Jeff Mattocks, who works for an organic feed company, told Yale Climate Connections that droughts pose a great risk as the chickens are not given the cooling opportunities that housed chickens have.
“There’s nothing green out there,” he said. “So if you’ve ever laid down in green grass and felt how cool it makes you feel, in a drought year, we don’t have that.”
Tabler echoed Mattocks’s statements. Temperature-wise, he said, the chickens are safer in the houses. “We moved chickens inside for a reason, he said. “Because of the things that are after them are outside: the critters are outside (and) the diseases are outside. Bad weather is outside; (there are) 100-degree temperatures in the summertime, 20-degree temperatures in the wintertime. Conditions in that chicken house or temperature wise are basically as close to ideal for those chickens as what they can be.”

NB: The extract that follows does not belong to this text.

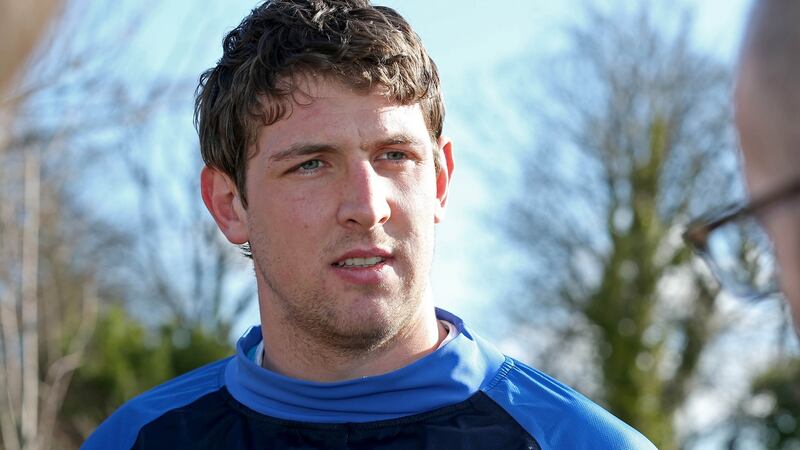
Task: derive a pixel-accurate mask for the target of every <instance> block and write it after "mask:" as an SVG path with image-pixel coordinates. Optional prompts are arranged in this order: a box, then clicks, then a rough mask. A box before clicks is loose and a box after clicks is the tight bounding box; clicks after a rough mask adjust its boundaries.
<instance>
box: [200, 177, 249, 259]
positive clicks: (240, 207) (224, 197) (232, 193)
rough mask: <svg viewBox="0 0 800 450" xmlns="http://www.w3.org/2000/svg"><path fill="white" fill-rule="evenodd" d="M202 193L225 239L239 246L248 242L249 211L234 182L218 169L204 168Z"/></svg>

Though it’s hard to predict what the industry will look like one or two decades down the line, Tabler is confident that there will still need to be adaptations in order to keep the birds alive in the summers. His proposal: focus on water conservation.

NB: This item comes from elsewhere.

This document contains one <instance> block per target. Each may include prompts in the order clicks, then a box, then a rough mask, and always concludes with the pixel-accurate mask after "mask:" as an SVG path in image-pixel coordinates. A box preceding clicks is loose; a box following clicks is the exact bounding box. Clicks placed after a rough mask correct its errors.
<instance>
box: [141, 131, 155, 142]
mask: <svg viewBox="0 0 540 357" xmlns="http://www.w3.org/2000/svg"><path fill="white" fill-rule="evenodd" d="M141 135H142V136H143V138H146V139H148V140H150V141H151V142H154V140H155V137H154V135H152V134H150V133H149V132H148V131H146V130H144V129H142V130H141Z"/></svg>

“Summers are going to be hotter, and that’s going to make you know the chicken folks have to worry more early,” he said. “Because the hot weather is going to arrive sooner than it used to, and it’s going to hang on longer than what it used to. There’s going to have to be methods that take advantage of using less water, but do the same thing to get the same result.”
Poultry Science students at Mississippi State University grow up to 400-500 chickens in the student broiling house over the couse of a semester.
In Canada, engineers are perfecting recycling sprinkler devices. Tabler said that the finished product could save between 35-40 percent of the water that a cool cell uses. However, the devices require a higher temperature within the house, which Tabler said scares chicken farmers from testing them. Many farmers also use well-water instead of city water to furnish their houses. This, according to Tabler, is not sustainable.
“If you’ve got six houses on your farm, you’re trying to run cool-cell water through all six of those,” he said. “Those chickens are drinking a lot of water because they’re big, (and) it puts a big demand on that underground aquifer. You may or may not have enough water five years down the road from now — 10 years down the road from now— to continue to grow chickens.”
In the end, Tabler said, farmers will continue to adapt as best they can and try to keep up with warming environments and genetic modifications. “Farming is seven days a week, 24 hours a day, 365 days a year. The chickens don’t care whether it’s your birthday, your anniversary, Christmas, Thanksgiving. They don’t care. They still have to be taken care of – and farmers understand that.”